//Nonbank mortgage employment hits 18-month low

Nonbank mortgage employment hits 18-month low

Employment at nondepository mortgage companies dropped considerably in November, as the combined effects of lower volumes and seasonal slowing reduced hiring needs.

Nonbank mortgage companies employed 337,000 workers in November, down 5,000 jobs from 342,000 jobs in October and 338,800 a year earlier, according to the Bureau of Labor Statistics. The BLS also added 500 jobs to its original October estimate.

Nondepository mortgage employment hasn’t been this low since May 2017, when independent mortgage banks and brokerages employed 334,200 workers. It’s also the largest one-month decline since January 2015, when nonbank mortgage companies cut 6,300 jobs.

Home sales usually peak in August and then slow through the fall and winter months, although consumers have been increasingly buying in the off-season to get better pricing. Prior to November, hiring levels at nonbank lenders had remained higher to court these homebuyers.

“With mortgage rates about a half point lower than late last year, the Fed likely to move more slowly going forward, and home-price growth slowing a bit, today’s report points to a still strong job market that should support a solid spring housing market in 2019,” Mike Fratantoni, chief economist at the Mortgage Bankers Association, said in a press release.

The BLS releases industry-specific employment data a month after its national estimates. Overall, companies added 312,000 jobs to their payrolls in December. The BLS also added to its original estimates for November and October.

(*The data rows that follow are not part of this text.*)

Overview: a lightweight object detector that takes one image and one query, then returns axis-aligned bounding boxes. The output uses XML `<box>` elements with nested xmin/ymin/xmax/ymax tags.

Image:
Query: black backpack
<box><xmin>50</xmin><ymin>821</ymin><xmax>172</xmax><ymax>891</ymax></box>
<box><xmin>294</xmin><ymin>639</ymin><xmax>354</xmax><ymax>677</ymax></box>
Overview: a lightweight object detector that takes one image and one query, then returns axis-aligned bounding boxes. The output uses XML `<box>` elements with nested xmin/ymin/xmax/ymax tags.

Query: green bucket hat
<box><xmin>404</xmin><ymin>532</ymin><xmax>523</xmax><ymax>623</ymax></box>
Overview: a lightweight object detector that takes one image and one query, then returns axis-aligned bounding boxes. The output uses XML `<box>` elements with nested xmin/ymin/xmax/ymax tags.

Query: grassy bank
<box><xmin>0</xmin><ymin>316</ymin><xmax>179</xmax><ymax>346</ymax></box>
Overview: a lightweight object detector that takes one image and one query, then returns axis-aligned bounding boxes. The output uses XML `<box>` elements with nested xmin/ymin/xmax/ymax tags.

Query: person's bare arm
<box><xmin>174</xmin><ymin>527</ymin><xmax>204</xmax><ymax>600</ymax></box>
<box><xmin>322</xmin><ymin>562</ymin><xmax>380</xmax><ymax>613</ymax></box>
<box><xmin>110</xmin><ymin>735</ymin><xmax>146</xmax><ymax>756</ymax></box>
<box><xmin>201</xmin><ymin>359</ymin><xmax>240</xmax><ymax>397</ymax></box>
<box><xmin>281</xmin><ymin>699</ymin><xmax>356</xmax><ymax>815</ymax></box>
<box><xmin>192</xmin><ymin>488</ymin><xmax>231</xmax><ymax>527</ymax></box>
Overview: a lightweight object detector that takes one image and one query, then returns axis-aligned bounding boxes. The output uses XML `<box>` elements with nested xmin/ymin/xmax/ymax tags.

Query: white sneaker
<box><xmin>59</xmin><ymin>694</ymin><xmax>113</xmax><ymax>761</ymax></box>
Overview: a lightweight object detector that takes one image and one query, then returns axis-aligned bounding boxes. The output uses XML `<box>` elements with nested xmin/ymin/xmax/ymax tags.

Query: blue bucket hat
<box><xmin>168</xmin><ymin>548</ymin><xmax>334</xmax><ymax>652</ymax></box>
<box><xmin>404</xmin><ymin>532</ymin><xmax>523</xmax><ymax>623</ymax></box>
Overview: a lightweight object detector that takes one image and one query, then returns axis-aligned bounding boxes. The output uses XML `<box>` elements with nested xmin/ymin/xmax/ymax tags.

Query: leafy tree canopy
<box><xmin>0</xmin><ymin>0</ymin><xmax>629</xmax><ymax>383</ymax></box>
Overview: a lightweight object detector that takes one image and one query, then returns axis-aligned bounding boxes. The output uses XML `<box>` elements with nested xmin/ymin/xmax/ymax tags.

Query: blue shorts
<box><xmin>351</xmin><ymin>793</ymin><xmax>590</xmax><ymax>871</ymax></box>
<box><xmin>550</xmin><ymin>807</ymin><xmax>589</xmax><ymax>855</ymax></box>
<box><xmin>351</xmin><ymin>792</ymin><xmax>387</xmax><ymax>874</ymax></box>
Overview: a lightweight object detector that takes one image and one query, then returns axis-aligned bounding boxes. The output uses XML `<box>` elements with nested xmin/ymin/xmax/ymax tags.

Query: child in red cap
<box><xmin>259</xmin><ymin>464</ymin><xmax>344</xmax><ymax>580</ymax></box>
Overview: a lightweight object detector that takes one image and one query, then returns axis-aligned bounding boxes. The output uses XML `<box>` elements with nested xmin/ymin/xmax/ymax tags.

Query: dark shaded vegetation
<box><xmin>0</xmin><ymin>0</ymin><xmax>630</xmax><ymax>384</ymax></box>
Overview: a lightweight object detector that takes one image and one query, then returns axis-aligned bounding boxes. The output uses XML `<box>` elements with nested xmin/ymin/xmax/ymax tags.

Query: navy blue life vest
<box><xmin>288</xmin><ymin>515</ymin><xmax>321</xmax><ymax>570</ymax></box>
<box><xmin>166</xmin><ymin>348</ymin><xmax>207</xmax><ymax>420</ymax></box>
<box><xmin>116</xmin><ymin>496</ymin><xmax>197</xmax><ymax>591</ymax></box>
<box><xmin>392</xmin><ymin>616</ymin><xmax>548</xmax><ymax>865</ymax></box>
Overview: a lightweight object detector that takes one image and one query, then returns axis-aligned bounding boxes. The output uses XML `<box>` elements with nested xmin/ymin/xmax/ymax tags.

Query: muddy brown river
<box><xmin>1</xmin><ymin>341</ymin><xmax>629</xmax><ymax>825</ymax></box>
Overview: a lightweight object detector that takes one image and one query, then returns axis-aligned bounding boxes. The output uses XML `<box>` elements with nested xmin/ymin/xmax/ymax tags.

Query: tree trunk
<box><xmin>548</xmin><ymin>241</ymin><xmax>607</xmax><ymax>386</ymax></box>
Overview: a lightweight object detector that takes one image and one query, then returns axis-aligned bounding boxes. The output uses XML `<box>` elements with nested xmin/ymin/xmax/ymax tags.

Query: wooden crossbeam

The BLS now estimates that employers added 176,000 jobs in November and 274,000 in October.

The December unemployment rate was 3.9%, up from 3.7% in November and an upwardly revised 3.8% in October, as more job seekers entered the market.

“With the latest revisions, the average job growth over the last three months — at 254,000 — is remarkably strong. This is good news for the housing market, where the strong job market boosts the confidence of potential homebuyers. The strong reading was certainly needed, given the incredible stock market volatility this past month,” Fratantoni said.